Esther longed to shake off the masterful old hand, but she would not. A sad passivity became her best unless she relinquished every possible result of the last ten minutes. And it must have had some result. Jeff had, at least, been partly won. Surely there was an implied intimacy in his quick undertone when he had bade her run along. So Madame Beattie went on cheerfully leading her captive and yet, with an art Esther hated her for, seeming to keep the wrist to lean on, and Lydia, who had brought another chair, greeted the new visitor with an unaffected pleasure. She still liked her so much that it was not probable anything Madame Beattie could say or do would break the tie. And Madame Beattie liked her: only less than the assurance of her own daily comfort. The pure stream of affection had got itself sadly sullied in these later years. She hardly thought now of the way it started among green hills under a morning sun.
She seated herself, still not releasing Esther until she also had sunk into a chair by her side, and refreshed herself from a little viniagrette. Then she winked her eyes open in a way she had, as if returning from distant considerations and said cheerfully:
"I suppose you're talking about that stupid necklace."
Lydia broke into a little laugh, she did not in the least know why, except that Madame Beattie was always so amusing to her. Madame Beattie gave her a nod as if in acknowledgment of the tribute of applause, continuing:
"Now I've come to be disagreeable. Esther has been agreeable, I've no doubt. Jeff, I hope you're being nice to her."
A startled look came into Lydia's eyes. Why should Madame Beattie want Jeff to be nice to her when she knew how false Esther had been and would always be?
"Esther," continued Madame Beattie, "has been a silly child. She took my necklace, years ago, and Jeff very chivalrously engaged to pay me for it and--"
"That will do," said Jeff harshly. "We all know what happened years ago. Anyhow Esther does. And I do. We'll leave Lydia out of this. I don't know what you've come here to say, Madame Beattie, but whatever it is, I prefer it should be said to me. I'm the only one it concerns."
"No, you're not," said Lydia, swelling with rage at everybody who would keep her from him. "I'm concerned. I'm concerned more than anybody."

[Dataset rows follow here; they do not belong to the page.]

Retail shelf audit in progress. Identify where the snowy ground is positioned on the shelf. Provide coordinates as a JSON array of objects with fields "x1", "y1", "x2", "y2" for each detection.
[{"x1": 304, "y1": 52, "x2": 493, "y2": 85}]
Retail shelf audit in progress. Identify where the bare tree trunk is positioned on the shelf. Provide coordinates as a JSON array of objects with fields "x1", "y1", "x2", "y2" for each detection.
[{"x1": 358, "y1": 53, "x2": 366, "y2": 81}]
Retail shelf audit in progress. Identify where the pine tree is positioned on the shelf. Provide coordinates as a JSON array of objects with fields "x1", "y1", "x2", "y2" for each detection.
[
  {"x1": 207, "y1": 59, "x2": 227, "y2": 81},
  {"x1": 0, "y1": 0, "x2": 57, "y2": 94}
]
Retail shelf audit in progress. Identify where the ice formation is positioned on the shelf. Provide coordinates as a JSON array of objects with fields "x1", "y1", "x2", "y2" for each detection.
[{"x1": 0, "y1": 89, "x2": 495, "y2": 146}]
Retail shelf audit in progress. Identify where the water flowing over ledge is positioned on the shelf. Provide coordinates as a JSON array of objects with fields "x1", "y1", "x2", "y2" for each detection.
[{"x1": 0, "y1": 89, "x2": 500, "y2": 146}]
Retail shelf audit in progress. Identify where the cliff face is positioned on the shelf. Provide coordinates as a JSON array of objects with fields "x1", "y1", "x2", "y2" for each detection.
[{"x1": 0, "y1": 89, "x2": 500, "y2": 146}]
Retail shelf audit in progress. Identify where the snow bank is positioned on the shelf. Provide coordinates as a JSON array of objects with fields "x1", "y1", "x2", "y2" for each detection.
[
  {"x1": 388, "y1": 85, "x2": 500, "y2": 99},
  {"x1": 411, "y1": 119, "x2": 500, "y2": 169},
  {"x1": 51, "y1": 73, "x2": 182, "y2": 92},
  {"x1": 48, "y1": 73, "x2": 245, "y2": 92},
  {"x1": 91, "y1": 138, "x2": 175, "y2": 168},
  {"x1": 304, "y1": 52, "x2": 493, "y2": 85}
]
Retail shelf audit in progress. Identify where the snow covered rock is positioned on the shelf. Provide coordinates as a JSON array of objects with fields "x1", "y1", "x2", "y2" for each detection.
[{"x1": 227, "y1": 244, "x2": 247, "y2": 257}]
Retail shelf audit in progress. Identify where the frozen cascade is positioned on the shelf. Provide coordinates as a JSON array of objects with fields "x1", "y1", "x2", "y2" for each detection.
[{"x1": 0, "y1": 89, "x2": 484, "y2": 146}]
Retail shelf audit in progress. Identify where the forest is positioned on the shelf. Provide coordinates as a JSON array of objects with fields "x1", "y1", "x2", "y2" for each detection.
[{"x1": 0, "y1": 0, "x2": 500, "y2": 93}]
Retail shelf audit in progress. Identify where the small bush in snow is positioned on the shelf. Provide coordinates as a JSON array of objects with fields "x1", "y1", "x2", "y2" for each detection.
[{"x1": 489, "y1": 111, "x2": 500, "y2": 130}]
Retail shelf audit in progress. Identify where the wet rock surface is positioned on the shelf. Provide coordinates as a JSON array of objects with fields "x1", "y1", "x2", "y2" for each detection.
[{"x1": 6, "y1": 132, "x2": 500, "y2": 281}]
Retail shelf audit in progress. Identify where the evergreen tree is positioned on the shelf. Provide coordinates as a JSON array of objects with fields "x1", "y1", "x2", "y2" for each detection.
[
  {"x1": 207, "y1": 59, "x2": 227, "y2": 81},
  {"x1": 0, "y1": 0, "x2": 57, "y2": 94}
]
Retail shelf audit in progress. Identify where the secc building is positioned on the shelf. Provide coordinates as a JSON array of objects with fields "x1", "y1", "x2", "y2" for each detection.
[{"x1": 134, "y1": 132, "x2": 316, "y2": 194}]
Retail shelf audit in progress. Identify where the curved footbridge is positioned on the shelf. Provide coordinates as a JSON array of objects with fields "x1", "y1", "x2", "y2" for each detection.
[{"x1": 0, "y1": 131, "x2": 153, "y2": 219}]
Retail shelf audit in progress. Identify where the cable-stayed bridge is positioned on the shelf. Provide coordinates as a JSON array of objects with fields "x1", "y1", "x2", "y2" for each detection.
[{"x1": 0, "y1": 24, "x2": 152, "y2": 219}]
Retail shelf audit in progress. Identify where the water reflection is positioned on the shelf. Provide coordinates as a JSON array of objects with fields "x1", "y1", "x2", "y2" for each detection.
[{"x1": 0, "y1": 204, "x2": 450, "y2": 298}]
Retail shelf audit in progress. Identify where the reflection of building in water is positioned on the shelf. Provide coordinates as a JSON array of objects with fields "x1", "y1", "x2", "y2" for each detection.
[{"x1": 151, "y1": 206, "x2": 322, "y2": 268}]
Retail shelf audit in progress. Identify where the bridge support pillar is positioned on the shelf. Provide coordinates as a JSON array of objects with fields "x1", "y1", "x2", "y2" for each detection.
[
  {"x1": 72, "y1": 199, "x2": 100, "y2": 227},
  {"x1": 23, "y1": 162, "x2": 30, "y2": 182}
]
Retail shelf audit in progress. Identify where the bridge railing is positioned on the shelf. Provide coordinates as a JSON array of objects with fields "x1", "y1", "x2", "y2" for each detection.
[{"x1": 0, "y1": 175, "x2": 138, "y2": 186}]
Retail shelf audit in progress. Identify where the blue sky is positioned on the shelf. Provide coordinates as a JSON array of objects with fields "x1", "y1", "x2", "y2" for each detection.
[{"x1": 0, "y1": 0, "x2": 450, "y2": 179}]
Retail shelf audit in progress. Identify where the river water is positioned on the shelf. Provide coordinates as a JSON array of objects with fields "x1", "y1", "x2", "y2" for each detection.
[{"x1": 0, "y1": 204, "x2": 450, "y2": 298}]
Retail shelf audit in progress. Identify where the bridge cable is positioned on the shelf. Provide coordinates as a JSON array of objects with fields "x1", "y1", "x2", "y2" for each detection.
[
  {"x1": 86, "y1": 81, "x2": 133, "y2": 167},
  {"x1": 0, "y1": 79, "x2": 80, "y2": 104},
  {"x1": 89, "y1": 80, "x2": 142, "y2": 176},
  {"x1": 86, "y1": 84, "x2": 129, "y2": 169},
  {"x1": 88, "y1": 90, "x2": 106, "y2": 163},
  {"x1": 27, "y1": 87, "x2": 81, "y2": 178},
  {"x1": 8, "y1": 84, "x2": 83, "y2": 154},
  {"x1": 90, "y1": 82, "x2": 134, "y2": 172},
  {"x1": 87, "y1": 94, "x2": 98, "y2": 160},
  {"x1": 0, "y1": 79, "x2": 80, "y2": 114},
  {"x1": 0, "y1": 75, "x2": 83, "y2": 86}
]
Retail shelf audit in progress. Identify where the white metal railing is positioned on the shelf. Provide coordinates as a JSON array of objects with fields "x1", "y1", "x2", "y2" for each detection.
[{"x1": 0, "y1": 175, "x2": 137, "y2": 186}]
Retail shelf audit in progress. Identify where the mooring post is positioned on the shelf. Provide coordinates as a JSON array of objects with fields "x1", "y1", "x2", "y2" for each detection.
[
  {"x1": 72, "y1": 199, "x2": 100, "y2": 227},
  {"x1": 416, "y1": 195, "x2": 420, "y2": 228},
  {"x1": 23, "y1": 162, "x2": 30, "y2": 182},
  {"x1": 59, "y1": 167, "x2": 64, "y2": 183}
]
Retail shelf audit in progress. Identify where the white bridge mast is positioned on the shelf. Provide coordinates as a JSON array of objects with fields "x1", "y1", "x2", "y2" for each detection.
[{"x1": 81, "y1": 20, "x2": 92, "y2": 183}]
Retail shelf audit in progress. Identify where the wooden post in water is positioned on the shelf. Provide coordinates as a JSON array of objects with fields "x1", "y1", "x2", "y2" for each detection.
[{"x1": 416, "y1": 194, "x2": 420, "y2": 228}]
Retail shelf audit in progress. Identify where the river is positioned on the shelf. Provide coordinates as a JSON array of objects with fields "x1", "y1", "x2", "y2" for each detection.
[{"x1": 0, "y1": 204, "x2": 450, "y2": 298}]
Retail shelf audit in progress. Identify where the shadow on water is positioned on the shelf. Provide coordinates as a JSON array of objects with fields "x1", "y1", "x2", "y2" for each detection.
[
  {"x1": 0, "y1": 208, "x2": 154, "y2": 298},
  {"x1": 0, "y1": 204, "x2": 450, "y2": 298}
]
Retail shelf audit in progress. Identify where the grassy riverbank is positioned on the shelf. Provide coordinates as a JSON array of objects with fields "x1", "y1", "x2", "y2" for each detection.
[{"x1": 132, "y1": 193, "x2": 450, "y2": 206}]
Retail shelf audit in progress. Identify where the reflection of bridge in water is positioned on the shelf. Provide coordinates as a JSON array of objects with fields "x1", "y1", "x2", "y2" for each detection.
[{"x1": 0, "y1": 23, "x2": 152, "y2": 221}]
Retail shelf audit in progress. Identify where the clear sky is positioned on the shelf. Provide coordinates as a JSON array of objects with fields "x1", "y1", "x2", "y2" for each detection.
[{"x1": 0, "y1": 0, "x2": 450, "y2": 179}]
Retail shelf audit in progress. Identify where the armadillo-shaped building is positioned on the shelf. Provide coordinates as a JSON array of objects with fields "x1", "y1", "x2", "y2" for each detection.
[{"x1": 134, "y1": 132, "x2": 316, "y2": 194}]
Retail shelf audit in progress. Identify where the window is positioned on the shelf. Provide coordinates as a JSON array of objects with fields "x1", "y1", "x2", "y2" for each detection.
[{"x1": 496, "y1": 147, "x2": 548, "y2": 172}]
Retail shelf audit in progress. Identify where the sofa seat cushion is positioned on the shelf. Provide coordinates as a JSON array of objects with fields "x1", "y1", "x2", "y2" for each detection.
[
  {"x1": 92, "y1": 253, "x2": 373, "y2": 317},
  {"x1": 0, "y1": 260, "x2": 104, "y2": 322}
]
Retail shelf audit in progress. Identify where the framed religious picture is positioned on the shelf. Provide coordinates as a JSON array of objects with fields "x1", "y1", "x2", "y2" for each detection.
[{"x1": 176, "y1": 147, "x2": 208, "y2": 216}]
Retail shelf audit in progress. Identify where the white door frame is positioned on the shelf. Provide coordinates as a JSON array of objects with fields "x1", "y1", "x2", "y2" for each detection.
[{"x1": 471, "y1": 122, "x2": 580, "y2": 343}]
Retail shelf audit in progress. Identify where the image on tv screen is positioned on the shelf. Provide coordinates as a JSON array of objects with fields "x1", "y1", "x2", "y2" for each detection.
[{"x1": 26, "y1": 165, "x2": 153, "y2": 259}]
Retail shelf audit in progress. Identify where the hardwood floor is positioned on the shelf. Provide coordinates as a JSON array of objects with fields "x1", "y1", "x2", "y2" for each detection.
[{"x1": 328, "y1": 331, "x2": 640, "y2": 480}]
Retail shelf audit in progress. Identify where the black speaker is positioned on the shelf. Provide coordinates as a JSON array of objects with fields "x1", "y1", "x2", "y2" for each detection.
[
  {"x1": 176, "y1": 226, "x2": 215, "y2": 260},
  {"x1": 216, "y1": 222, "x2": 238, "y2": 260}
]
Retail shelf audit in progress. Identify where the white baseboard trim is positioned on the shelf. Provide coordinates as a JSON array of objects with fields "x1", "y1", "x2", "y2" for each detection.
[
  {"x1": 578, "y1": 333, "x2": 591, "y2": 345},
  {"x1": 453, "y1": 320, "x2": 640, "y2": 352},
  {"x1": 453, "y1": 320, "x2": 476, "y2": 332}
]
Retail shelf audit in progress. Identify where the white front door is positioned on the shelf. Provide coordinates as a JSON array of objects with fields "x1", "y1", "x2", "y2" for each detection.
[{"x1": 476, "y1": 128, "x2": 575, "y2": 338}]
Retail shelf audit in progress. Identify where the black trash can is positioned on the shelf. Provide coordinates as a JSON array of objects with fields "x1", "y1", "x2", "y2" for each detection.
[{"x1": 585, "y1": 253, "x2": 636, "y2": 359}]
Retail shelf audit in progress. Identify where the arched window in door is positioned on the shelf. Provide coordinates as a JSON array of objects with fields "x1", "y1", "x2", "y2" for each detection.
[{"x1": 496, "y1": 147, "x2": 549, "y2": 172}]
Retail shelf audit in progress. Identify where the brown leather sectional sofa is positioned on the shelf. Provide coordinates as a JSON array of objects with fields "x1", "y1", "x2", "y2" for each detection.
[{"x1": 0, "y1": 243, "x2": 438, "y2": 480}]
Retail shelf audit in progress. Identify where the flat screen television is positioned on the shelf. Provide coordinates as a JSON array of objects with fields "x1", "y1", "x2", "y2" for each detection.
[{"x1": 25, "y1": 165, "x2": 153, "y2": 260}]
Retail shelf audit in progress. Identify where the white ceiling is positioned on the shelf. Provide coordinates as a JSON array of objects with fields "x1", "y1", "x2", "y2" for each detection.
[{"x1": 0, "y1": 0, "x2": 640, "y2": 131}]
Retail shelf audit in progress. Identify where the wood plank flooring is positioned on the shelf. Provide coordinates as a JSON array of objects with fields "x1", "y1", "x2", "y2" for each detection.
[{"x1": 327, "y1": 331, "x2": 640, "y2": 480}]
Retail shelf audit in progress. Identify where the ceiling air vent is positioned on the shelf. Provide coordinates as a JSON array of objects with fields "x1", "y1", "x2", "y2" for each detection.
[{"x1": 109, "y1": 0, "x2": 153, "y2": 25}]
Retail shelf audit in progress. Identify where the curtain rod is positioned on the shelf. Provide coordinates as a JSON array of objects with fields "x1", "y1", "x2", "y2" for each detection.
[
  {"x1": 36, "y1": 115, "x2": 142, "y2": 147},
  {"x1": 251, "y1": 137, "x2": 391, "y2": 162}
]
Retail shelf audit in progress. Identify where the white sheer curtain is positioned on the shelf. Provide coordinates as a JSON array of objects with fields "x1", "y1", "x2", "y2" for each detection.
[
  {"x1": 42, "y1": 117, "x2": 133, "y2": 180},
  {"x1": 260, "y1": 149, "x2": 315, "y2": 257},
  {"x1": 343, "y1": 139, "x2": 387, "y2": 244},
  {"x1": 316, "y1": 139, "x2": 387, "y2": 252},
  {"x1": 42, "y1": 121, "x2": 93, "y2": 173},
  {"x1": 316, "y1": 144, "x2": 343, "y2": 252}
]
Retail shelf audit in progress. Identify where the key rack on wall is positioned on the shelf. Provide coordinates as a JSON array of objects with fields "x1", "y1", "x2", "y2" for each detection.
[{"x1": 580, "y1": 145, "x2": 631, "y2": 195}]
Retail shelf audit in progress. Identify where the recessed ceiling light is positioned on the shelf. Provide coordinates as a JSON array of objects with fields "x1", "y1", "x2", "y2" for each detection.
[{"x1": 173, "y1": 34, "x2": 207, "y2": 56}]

Esther glanced up at her quickly and Madame Beattie shook her head.
"You've been a silly child, too," she said. "You took the necklace to give it back to me. Through Jeff, I understand."
"No, I didn't," said Lydia, in a passion to tell the truth at a moment when it seemed to her they were all willing, for one result or another, to turn and twist it. "I gave it back to Jeff so he could carry it to you and say, 'Here it is. I've paid you a lot of money on it--'"
"Who told you that?" flashed Esther. She had forgotten her patient calm.
"I told her," said Madame Beattie. "Don't be jealous, Esther. Jeff never would have told her in the world. He's as dumb as a fish."
"And so he could say to you," Lydia went on breathlessly, "'Here's the horrid thing. And now you've got it I don't owe you money but'"--here one of her legal inspirations came to her and she added triumphantly--"'if anything, you owe me.'"
"You're a good imp," said Madame Beattie, in careless commendation, "but if everybody told the truth as you do there wouldn't be any drama. Now I'm going to tell the truth. This is just what I propose doing, and what I mean somebody else shall do. I've got the necklace. Good! But I don't want it. I want money."
"I have told you," said Jeff, "to sell it. If it's worth what you say--"
"I have told you," said Madame Beattie, "that I can't. It is a question of honour," she ended somewhat pompously. Yet it was only a dramatic pomposity. Jeff saw that. "When it was given me by a certain Royal Personage," she continued and Jeff swore under his breath. He was tired of the Royal Personage--"I signed an agreement that the necklace should be preserved intact and that I would never let it go into other hands. We've been all over that."
Jeff moved uneasily in his chair. He thought there were things he might say to Madame Beattie if the others were not present.